2.18 Parsing binary files

And what about binary files, like classic Forth blockfiles? Well, you could use 'REFILL' in that context too, but it would probably break up words since it can't find an end-of-line marker and its buffer is smaller than 1024 characters. Does that mean it can't be done? No! But 'REFILL' makes it easier for you, because it handles a few tasks automatically.

First, it has its own buffer (TIB). When you're not using 'REFILL' you have to define one yourself. Second, it terminates the string for you. You don't want 'WORD' to wander into new territory, do you? Third, it sets '>IN' for you every time its receives new input. You have to take care of that one too.

Never heard of '>IN'? Well, the only way for 'WORD' to know on what position the previous scan ended is to store that information into a variable. This variable is called '>IN'.

Not all internal 4tH variables are accessable, mostly because we can't imagine what use they could have to you. Some variables are just better left alone. But '>IN' is available for some very obvious reason: you can use it to point at your own input-buffer and make 'WORD' work for you.

The following program will read the first screen of a block-file for you and print out all the words. You will see that all spaces are eliminated and every word is printed on a new line, just the behaviour you would expect from 'WORD'.
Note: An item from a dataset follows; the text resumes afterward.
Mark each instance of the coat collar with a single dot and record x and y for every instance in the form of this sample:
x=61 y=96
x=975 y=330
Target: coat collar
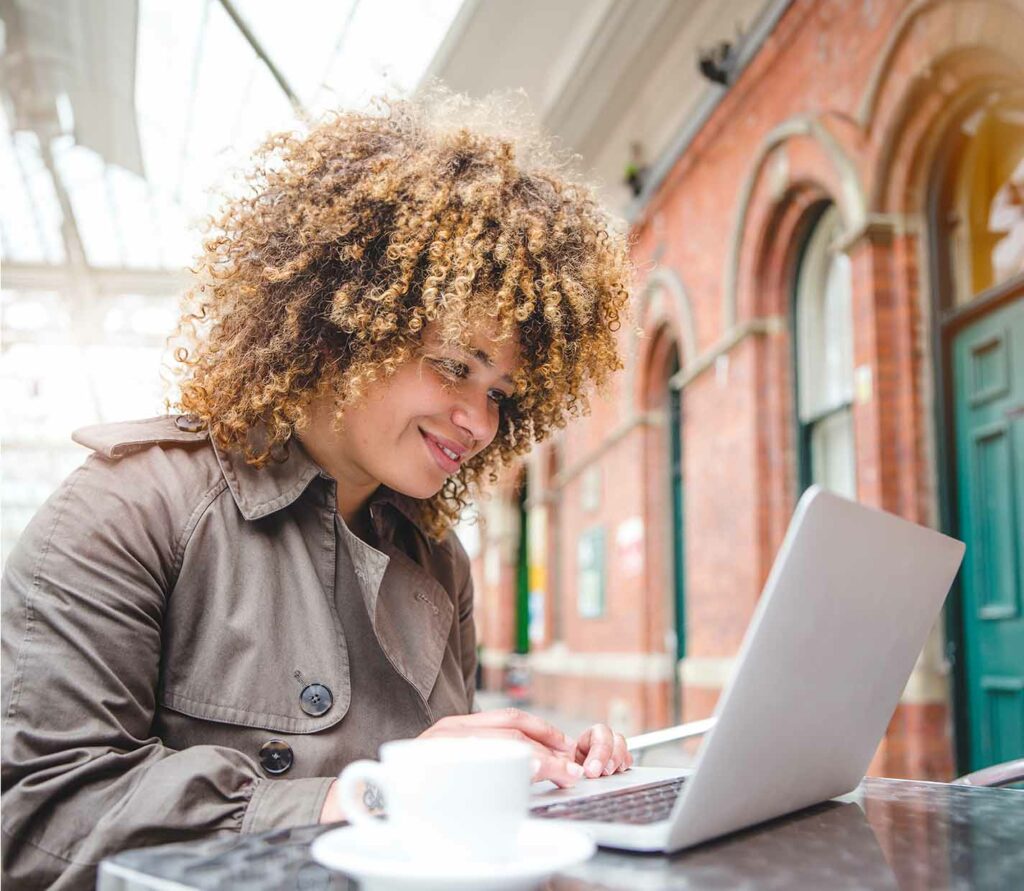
x=261 y=491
     1025 constant size              \ screensize + terminator
     size 1- value c/scr             \ screensize

     size string WorkSpace           \ 1: our own buffer
     64 string filename              \ filename string

     : openfile                      \ open the block file
           c" romans.blk" filename copy
           input open                \ open block file
           if
                input file           \ read from file
           else
                ." Cannot open file"
                cr quit              \ message when error
           then
     ;

     : readfile                      \ fill the buffer
           WorkSpace c/scr over over \ address and count
           bl fill                   \ clear the buffer
           accept drop               \ fill the buffer
           input close               \ close the file
     ;

     : initparse                     \ configures parsing
           0 WorkSpace c/scr +  c!   \ 2: terminate screen
           WorkSpace >in !          \ 3: set >IN to Workspace
     ;

     : parseblock
           begin
                bl word              \ get word
                count dup 0<>        \ length zero?
           while
                type cr              \ if so, print it
           repeat

           drop drop                 \ else drop addr/cnt
           ." End of block" cr       \ signal "End of block"
     ;

     : parsefile                     \ do it all
           openfile                  \ open the file
           readfile                  \ read it
           initparse                 \ set up parsing
           parseblock                \ parse it
     ;

     parsefile

Note there is no need to reset '>IN'. If you use 'REFILL', it will be reset automatically. If you want to parse again or from another area, you will have to set '>IN' manually.

If you wonder where the 'C"' comes from, it is actually an alias for '"'. If you ever want to port your program to ANS-Forth, you'll have to use 'C"' inside colon-definitions and '"' outside. Note that 4tH doesn't care!